I think also that when changing relaylist to keep the number of consensuses (417ebfa9), the relays objects stop to be replaced in each consensus, but was forgotten to update also the descriptors attributes.
I've restarted longclaw's sbws with this change too (e2ee16e1c42a243dec419b9dcc7555b0621c3e8b) and the current sbws version (1.1.0-dev0). Again need to wait until the relay i changed gets measured, so not putting this in needs_review yet.
So maybe the descriptors where not being fetch with lot of delay, but some Fetch* options will ensure that they are actually recent. After a conversation with arma in irc, i'm just not sure that which Fetch* options we really need.
So maybe the descriptors where not being fetch with lot of delay, but some Fetch* options will ensure that they are actually recent. After a conversation with arma in irc, i'm just not sure that which Fetch* options we really need.

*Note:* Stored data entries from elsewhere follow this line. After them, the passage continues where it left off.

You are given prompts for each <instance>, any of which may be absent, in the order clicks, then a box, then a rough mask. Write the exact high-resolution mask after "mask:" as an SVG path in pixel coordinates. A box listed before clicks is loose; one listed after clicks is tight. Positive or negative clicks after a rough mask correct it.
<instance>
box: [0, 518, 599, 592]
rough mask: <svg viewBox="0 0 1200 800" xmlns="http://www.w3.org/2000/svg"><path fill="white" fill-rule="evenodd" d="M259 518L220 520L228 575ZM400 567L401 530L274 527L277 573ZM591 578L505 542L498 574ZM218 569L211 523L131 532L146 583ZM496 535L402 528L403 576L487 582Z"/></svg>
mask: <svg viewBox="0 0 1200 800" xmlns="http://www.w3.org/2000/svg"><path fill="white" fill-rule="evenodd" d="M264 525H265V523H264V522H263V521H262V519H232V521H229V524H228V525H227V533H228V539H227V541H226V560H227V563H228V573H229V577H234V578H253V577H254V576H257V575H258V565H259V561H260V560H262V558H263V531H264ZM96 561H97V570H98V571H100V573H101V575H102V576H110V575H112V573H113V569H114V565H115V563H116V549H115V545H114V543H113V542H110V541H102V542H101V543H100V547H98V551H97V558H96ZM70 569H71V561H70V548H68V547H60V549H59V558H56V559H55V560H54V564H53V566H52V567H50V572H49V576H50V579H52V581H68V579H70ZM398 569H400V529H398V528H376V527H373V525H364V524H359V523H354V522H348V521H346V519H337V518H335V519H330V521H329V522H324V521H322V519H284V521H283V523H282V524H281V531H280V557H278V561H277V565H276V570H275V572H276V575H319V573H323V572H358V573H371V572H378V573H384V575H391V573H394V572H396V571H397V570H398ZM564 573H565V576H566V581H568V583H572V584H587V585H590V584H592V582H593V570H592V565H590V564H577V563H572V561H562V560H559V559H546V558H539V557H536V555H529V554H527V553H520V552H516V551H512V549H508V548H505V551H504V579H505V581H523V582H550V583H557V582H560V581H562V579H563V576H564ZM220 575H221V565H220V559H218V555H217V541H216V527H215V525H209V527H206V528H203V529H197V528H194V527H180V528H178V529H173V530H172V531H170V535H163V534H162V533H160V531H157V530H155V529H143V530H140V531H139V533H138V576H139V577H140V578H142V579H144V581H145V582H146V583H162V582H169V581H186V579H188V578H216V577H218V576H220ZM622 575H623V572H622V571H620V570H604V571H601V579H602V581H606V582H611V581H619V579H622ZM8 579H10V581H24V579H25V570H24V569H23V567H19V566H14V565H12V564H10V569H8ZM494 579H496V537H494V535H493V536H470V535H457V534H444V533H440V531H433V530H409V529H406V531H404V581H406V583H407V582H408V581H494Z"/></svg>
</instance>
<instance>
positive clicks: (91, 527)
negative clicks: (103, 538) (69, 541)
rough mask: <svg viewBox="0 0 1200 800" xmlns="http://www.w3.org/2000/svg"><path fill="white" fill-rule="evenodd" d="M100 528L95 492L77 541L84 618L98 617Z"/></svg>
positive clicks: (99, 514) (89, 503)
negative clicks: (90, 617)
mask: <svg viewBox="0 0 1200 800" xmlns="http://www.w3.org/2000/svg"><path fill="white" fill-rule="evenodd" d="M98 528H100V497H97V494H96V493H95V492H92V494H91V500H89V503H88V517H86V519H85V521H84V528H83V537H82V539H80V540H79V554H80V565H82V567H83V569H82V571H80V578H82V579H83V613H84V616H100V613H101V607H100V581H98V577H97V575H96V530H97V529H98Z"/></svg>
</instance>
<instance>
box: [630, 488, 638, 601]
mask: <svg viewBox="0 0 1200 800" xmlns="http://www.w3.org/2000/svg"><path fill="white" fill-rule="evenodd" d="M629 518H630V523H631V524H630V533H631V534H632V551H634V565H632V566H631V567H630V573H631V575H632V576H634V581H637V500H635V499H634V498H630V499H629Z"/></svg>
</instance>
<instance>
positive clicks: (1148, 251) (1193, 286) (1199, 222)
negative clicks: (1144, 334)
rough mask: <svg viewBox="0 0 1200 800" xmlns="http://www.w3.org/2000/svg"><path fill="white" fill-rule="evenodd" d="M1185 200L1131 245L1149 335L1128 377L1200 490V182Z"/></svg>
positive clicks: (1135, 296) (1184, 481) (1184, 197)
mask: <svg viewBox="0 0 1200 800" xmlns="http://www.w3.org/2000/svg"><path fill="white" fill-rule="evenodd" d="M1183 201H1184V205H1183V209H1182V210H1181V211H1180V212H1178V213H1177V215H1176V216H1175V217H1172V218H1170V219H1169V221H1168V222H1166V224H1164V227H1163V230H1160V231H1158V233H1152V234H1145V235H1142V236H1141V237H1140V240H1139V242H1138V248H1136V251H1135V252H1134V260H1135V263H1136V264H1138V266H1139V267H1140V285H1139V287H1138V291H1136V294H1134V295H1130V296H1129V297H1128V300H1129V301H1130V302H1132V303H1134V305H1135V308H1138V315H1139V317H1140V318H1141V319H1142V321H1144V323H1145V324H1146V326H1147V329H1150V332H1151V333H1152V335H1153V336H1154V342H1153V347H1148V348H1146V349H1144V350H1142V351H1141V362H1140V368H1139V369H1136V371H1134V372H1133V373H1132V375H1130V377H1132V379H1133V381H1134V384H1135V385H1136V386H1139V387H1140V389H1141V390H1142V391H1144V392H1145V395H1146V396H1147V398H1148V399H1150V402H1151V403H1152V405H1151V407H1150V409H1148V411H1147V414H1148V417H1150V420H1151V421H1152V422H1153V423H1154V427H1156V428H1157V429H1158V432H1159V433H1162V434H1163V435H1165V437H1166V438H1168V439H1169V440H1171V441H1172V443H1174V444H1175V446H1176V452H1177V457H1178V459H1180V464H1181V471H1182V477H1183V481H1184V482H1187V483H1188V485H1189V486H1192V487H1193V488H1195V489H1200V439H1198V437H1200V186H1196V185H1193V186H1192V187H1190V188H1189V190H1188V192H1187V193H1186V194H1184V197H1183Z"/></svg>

we use FetchUselessDescriptors in sbws to make sure tor keeps on downloading descriptors, even if sbws is idle
sbws does not need FetchDirInfoExtraEarly, but if we want it to respond to MaxcAdvertisedBandwidth changes as soon as possible, we should use it
FetchDirInfoEarly is redundant when FetchDirInfoExtraEarly is set, so we can remove it
Now is a good time to change the comments in legacy/trac#30733 (moved), so we know why sbws is using each option, next time someone asks these questions.
Also, you might want to check dormant mode and see if you need to disable that too, since if your tor thinks you are not using it, it will go dormant in 24h and stop downloading consensuses etc. The right way to disable dormant mode is to send the ACTIVE signal with the controller every once in a while. I'm not sure if this applies in your case, but I noticed the new torrc options you added are relevant.
I'm marking this as merge_ready for the purposes of code review, but you might wan to add unittests and check the dormant thing. If you do, let me know and i can review your changes as well.